クラビット500mg錠を使うにあたり、副作用に注意すべきことはないかと
いろいろ勉強していたら、フルオロキノロンでは多少なりとも知られた
QT延長症候群が目に入った。

化学療法学会雑誌で、500mgでの検討を行った原著論文があった。

Levofloxacin注射剤500mg単回投与の健康被験者におけるQT 間隔に対する影響
日本化学療法学会雑誌 MAR.2009


概要:
 Levofloxacin 500 mg 単回静脈内投与のQT 間隔に対する影響を評価するため
 健康な日本人男女を対象としたプラセボ対照クロスオーバー試験を実施。

方法:
 年齢(20 歳以上45 歳以下または65 歳以上79 歳以下)および性別が均等に
 なるように48 名の被験者を登録した。
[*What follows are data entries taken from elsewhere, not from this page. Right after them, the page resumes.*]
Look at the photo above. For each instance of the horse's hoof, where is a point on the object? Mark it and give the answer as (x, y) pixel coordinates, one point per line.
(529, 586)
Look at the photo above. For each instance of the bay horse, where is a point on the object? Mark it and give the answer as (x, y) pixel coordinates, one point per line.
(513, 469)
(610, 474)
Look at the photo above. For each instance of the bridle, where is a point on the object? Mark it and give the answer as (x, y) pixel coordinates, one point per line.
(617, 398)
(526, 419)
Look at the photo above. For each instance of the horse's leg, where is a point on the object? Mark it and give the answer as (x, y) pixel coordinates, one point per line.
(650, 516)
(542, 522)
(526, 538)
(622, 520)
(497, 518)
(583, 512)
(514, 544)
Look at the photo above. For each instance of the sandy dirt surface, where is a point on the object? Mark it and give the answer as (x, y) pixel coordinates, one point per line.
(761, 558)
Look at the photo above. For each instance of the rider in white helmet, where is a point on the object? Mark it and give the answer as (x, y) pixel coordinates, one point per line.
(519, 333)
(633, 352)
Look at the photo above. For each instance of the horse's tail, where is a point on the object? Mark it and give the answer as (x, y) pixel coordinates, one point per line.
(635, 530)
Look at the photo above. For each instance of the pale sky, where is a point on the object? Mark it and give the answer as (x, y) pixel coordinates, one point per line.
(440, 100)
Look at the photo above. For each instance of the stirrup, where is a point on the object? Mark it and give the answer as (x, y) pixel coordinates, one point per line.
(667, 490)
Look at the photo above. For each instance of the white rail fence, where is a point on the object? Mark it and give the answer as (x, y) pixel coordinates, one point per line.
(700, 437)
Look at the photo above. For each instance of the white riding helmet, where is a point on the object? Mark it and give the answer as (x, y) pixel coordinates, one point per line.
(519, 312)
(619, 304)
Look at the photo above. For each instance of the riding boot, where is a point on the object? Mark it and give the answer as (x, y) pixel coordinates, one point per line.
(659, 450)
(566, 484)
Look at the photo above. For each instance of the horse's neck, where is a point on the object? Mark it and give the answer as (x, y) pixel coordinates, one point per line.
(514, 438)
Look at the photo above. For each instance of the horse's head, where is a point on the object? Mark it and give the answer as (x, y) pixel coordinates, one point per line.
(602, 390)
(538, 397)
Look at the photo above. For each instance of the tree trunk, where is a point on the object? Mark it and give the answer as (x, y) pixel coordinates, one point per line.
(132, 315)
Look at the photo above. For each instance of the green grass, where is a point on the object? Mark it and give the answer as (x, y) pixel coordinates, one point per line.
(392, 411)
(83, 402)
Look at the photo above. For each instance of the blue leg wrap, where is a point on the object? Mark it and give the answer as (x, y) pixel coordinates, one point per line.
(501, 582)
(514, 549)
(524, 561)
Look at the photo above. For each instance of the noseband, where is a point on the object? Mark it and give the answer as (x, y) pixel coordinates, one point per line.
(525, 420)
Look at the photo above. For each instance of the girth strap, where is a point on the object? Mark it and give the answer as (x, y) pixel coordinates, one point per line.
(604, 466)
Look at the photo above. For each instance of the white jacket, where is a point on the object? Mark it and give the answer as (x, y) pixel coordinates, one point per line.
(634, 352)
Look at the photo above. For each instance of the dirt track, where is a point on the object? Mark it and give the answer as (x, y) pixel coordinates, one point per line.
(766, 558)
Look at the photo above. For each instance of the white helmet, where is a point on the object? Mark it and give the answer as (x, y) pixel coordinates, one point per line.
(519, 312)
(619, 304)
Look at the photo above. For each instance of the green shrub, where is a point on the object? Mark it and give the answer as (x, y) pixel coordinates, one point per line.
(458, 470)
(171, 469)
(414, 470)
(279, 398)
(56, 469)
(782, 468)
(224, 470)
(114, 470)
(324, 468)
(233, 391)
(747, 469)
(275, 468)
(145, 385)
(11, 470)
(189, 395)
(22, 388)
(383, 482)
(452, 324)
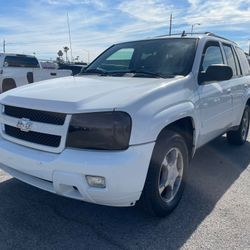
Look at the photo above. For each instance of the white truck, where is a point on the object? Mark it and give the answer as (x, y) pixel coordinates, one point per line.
(127, 128)
(17, 70)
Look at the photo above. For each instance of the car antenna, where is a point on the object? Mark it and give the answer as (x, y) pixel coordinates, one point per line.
(183, 33)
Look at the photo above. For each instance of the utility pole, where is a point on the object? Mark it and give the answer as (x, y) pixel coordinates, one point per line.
(70, 43)
(170, 24)
(249, 48)
(4, 46)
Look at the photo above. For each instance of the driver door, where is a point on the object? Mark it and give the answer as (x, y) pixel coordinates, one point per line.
(215, 98)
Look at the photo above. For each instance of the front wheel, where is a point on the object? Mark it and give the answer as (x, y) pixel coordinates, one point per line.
(166, 175)
(239, 137)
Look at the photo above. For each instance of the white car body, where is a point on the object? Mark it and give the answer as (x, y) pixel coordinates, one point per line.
(19, 74)
(152, 104)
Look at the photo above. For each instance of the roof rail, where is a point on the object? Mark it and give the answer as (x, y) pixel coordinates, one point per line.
(182, 34)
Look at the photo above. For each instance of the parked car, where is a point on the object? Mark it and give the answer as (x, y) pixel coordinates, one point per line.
(17, 70)
(126, 129)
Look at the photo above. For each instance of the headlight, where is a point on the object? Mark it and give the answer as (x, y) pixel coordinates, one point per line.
(102, 130)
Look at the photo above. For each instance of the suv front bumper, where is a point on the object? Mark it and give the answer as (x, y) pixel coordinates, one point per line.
(124, 171)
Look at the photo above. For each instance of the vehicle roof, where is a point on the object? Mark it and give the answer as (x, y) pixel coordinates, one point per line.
(206, 35)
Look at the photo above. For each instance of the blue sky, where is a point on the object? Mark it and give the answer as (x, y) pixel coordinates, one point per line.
(40, 26)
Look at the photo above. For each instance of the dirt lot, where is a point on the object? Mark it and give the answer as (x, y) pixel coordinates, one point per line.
(213, 214)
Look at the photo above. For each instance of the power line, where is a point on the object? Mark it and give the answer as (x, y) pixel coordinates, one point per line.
(4, 46)
(70, 43)
(170, 24)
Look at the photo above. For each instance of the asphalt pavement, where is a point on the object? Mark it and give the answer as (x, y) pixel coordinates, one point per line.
(213, 214)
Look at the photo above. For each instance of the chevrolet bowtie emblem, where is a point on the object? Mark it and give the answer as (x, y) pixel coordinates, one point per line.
(24, 124)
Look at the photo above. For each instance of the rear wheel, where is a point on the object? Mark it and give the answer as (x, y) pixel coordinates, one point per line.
(239, 136)
(166, 175)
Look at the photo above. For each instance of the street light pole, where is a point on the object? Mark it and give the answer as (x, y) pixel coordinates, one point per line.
(192, 28)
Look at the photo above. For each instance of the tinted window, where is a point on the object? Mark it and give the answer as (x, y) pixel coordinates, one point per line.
(212, 56)
(162, 56)
(230, 58)
(243, 61)
(21, 61)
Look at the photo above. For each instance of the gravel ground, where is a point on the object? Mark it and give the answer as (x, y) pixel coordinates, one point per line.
(213, 214)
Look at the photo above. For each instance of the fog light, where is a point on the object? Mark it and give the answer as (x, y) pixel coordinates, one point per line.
(96, 181)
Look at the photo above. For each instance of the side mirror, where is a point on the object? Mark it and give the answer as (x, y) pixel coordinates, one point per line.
(216, 72)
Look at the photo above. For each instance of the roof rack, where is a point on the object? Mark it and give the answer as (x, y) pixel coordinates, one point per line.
(183, 34)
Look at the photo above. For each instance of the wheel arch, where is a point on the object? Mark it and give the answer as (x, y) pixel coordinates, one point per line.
(186, 127)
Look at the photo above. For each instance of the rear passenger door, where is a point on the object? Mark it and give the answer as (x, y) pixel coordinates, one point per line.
(216, 102)
(237, 81)
(245, 81)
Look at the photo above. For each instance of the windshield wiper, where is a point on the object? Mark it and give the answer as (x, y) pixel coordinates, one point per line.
(95, 71)
(141, 72)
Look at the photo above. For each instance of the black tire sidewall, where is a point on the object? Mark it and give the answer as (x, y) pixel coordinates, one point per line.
(167, 141)
(247, 109)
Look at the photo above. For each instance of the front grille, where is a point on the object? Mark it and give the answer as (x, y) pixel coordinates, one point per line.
(34, 137)
(35, 115)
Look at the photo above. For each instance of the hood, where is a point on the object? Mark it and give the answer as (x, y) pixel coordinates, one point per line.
(82, 93)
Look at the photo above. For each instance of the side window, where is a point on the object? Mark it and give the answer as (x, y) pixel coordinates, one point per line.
(243, 61)
(230, 58)
(212, 55)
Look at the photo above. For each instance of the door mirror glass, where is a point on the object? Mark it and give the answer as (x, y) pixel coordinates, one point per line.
(217, 72)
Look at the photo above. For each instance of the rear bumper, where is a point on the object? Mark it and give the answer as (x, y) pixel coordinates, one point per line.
(125, 171)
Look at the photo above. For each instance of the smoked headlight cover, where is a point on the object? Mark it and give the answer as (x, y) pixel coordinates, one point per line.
(100, 130)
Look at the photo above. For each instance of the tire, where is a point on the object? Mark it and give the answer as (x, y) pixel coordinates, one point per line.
(157, 198)
(239, 136)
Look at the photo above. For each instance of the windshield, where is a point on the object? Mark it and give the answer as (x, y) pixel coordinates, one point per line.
(151, 58)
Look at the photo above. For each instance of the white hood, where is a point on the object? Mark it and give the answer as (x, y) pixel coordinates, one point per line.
(82, 93)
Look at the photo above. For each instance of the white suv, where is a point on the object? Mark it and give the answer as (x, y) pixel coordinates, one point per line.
(126, 128)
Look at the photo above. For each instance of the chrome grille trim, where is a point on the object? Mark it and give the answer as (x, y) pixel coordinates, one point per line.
(40, 127)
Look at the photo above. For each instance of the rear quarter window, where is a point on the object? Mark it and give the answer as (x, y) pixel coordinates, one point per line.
(243, 61)
(21, 61)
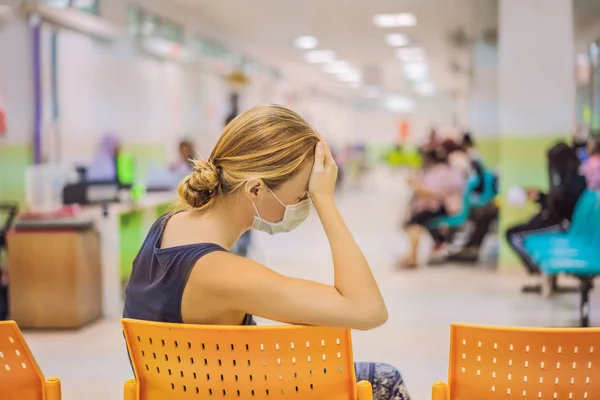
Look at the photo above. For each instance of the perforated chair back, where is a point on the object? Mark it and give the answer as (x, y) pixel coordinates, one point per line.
(20, 376)
(503, 363)
(586, 206)
(195, 361)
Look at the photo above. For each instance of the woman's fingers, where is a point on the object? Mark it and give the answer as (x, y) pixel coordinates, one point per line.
(320, 155)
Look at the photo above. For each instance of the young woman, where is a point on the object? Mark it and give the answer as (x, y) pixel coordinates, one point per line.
(267, 169)
(591, 167)
(566, 185)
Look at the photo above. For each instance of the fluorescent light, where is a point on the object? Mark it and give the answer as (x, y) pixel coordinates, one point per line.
(399, 104)
(350, 76)
(372, 92)
(394, 20)
(396, 39)
(408, 54)
(425, 89)
(416, 71)
(320, 56)
(338, 67)
(306, 42)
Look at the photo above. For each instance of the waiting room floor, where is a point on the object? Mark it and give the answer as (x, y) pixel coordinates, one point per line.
(92, 363)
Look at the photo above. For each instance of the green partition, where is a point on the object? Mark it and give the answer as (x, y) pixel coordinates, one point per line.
(132, 231)
(14, 160)
(522, 163)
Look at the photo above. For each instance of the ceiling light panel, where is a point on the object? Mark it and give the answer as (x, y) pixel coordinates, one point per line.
(320, 56)
(396, 39)
(306, 42)
(400, 20)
第1 期および第2 期にlevofloxacin または
 生理食塩液を投与した。標準12 誘導心電図を各投与期の点滴開
 始後0.5 時間,1 時間,1.5 時間,2 時間,2.5 時間,3 時間,4 時間,8 時間,
 12 時間,24 時間に記録した。
 デジタル心電図データは,中央心電図測定機関に送信され,背景情報が
 盲検化された後,マニュアル計測が行われた。QT 間隔に対しては
 Fridericia 法(QTcF),Bazett 法(QTcB)および試験集団固有のべき数
 (QTcP=QTRR0.410)による心拍数補正を行った。
 線形混合モデルを用いて,QT 間隔のベースラインからの変化量(Δ QTQTc)
 Δ QTQTc のlevofloxacin 群とプラセボ群との間の差(ΔΔ QTQTc)および
 片側95%CIの上限値を算出した。

結果:
 Tmax時のΔ QTcF はlevofloxacin 群で2.1 ms,プラセボ群で-1.3 ms
 ΔΔ QTcF は3.4 ms(片側95% 信頼区間上限5.2 ms)であり
 Torsades de Pointes を引き起こすリスクがないとされている範囲
 (ΔΔ QTQTc 5 ms 以下)内であった。男性または非高齢者と比較して,
 女性または高齢者でΔΔ QTcF が若干大きかったが,いずれも5 ms 以下の作用だった。

結論:
 以上より,levofloxacin のQT 間隔に対する作用はきわめて弱く,
 Torsades de Pointesを誘発する可能性は非常に低いと考えられる。